Creating a new Step#
Creating a new step in DataDreamer is useful for creating custom logic to transform or process input data into some new output data. It is something you will commonly want to do in a workflow to implement a new or custom technique.
When you create and run a new step in a DataDreamer session, you immediately get the benefits of the DataDreamer library such as reusability, caching of outputs, enhanced logging, parallelizability, easy interoperability with the other steps and trainers available in DataDreamer, and automatic data card generation.
You can create a new step by subclassing the Step
class and
implementing the setup()
and run()
methods:
from datadreamer.steps import Step
class MyNewStep(Step):
def setup(self):
# Register inputs, arguments, outputs, and data card information here
def run(self):
# Implement your custom data processing / transformation logic here
Implementing setup()
#
The setup()
method registers what inputs and arguments the step will accept, and what outputs it will return. It also allows you to register
data card information for the step, that ultimately is used by DataDreamer to
automatically generate data cards.
Registering inputs, arguments, and outputs#
You can use self.register_input()
to register the name of each input that the step will
accept.

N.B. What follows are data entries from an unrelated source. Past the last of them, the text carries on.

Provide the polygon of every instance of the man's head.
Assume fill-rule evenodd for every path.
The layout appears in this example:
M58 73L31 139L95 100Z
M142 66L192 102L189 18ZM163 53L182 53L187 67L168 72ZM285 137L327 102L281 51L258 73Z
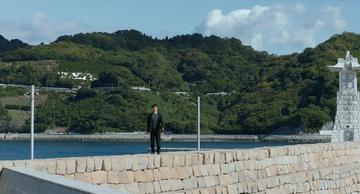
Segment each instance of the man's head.
M152 111L152 112L157 112L157 111L158 111L158 106L157 106L157 104L151 105L151 111Z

Inputs will be provided as OutputDatasetColumn
or
OutputIterableDatasetColumn
objects.
You can use self.register_arg()
to register the name of each argument that the step will
accept. Arguments can be provided of any type.

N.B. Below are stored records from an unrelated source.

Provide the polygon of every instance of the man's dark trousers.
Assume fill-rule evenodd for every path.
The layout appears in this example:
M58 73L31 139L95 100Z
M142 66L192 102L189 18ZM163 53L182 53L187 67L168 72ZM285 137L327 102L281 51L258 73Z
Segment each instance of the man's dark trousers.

You can use self.register_output()
to register the name of each output that the step will
produce. These outputs must be returned by your run()
method implementation.
Registering data card information#
You can use self.register_data_card()
to register various data card information where
data_card_type
can be a one of the DataCardType
types, and data_card_value
can be then information you wish
to add to the data card for that DataCardType
.
Implementing run()
#
The run()
method is where you implement your custom data processing / transformation logic using the input data and arguments
requested in setup()
. Your implementation of run()
must also return outputs
that correspond to the outputs registered in setup()
.
Accessing inputs and arguments#
You can access the inputs and arguments provided to the step by accessing the self.inputs
and self.args
dictionaries, respectively.
Storing persistent data#
If you need a folder to store persistent data during run()
, you can use the self.get_run_output_folder_path()
method.
Returning outputs#
You can return
a dataset of outputs from run()
corresponding with the output column names registered in setup()
. DataDreamer will automatically
convert the return value to an OutputDataset
object and make it available on the output
attribute of the step.
Valid Return Formats
DataDreamer is very flexible in what you can return as outputs, and you can return an output dataset in any of the following ways:
You can return a dictionary of lists, where each key is the name of an output column, and each value is a list of values for that output column.
You can return a list of dictionaries, where each list item is a row of data, and each dictionary key is the name of an output column, and each dictionary value is the value for that output column.
You can return a list of tuples, where each list item is a row of data, and each tuple item is the value for each output column in the order they were registered.
You can return a Hugging Face
Dataset
object orIterableDataset
object.… other data structures are also supported, DataDreamer will try to understand what you are returning and convert it to an appropriate dataset of outputs.
Note
If any of your output columns contain a value that is not a primitive Python type (bool
, str
, float
, int
, list
, etc.) you may get a type error stating
that the value is not valid since it cannot be serialized. If this happens, you can pickle the values of the column by using
self.pickle()
. This will allow you to return arbitrary Python types. DataDreamer will automatically unpickle the values
when the output dataset is accessed. You can also use self.unpickle()
to manually unpickle values if needed.
Returning outputs lazily#
If you want to return outputs lazily to make your step run as a lazy step, you can return a generator
function that will yield
a single row of data at a time instead and wrap the function with LazyRows
before returning it. If you want
your generator function to yield
a batch of rows at a time, you can wrap the function with LazyRowBatches
instead.
Updating the progress indicator#
DataDreamer can keep the user updated on the progress of your step if you periodically update the progress by setting the
self.progress
attribute to a value between 0 and 1. If you are returning outputs lazily,
DataDreamer will automatically update the progress based on the number of rows yielded so far.
Running steps within steps#
If you want to run other steps inside run()
, then you must subclass the
SuperStep
class instead of the Step
class.
Contributing#
You may want to contribute the new step class you created to DataDreamer for others to use, especially if it is a reusable technique. See the Contributing page for how to contribute your step that others may benefit from using. If applicable, please ensure your implementation includes data card metadata, such as a link to the model/data cards used, any license information, and any citation information.